We had scored one offensive TD already, we're moving the ball some, our defense is playing really well and Cam is our QB. We just need someone to step up and make some plays.

Remember, Carolina was down just 6 points until Cam got strip-sacked for a second time in the game. I think the Panthers were feeling OK about their chances of scoring eventually and, like you said, MMD, it had worked all season. In hindsight, obviously, Rivera and Shula were wrong. #KeepPounding isn't always the best game plan, especially against a D that's treating your O-like like a speed bump.

The weird thing is, the Panthers completely locked down JJ Watt in Week 2. I figured they would dust off that game plan.
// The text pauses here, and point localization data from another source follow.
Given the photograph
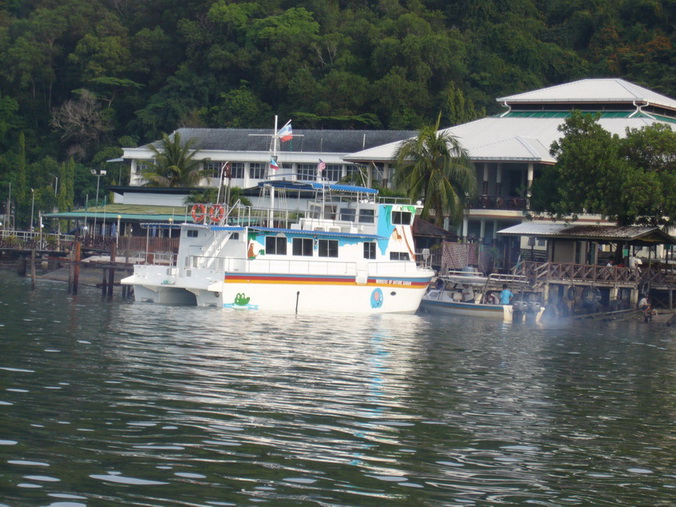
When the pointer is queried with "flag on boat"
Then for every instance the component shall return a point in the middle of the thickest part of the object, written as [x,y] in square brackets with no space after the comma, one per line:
[225,168]
[285,133]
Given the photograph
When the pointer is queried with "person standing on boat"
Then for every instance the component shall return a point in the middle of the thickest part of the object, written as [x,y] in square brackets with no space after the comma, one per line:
[467,294]
[506,295]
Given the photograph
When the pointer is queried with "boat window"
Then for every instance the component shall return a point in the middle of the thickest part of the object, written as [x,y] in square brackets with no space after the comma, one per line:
[399,256]
[275,245]
[401,217]
[334,172]
[369,250]
[256,170]
[367,216]
[348,214]
[328,248]
[307,172]
[314,210]
[303,246]
[330,212]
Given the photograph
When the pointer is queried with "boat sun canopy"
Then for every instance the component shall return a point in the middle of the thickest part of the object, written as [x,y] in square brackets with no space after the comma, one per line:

But maybe they figured they couldn't run away from both Ware and Miller? I don't know. Cam will learn and grow from this experience; I suspect the coaches will, too.

I think the playcalling deserves some criticism, but the biggest failure was unforced errors, not scheme. As great of a job as Denver did, a good chunk of Carolina's offensive woes were self-inflicted. Take those away and the story would be quite a bit different.

I do think Carolina failed in not spreading themselves out in the passing game - while the WRs would still be outmatched in their 1-on-1s against the better Denver defenders, forcing the linebackers to line up out in space would have eased the blitz pressure on Cam, and given more room to Olsen. Staying in max protect actually made things worse because of the green dog blitzes - it meant every extra blocker was not only canceled out by an additional pass rusher coming (making them no longer "extra"), but the extra blockers were backs and TEs matched up on linebackers, creating an additional mismatch for the defense.

Staying in 5-man protect against a 4-man rush with Ware or Miller creating a mismatch is probably scary, but their alternative was to be in 6-man protect against a 5-man rush that had 2 mismatches.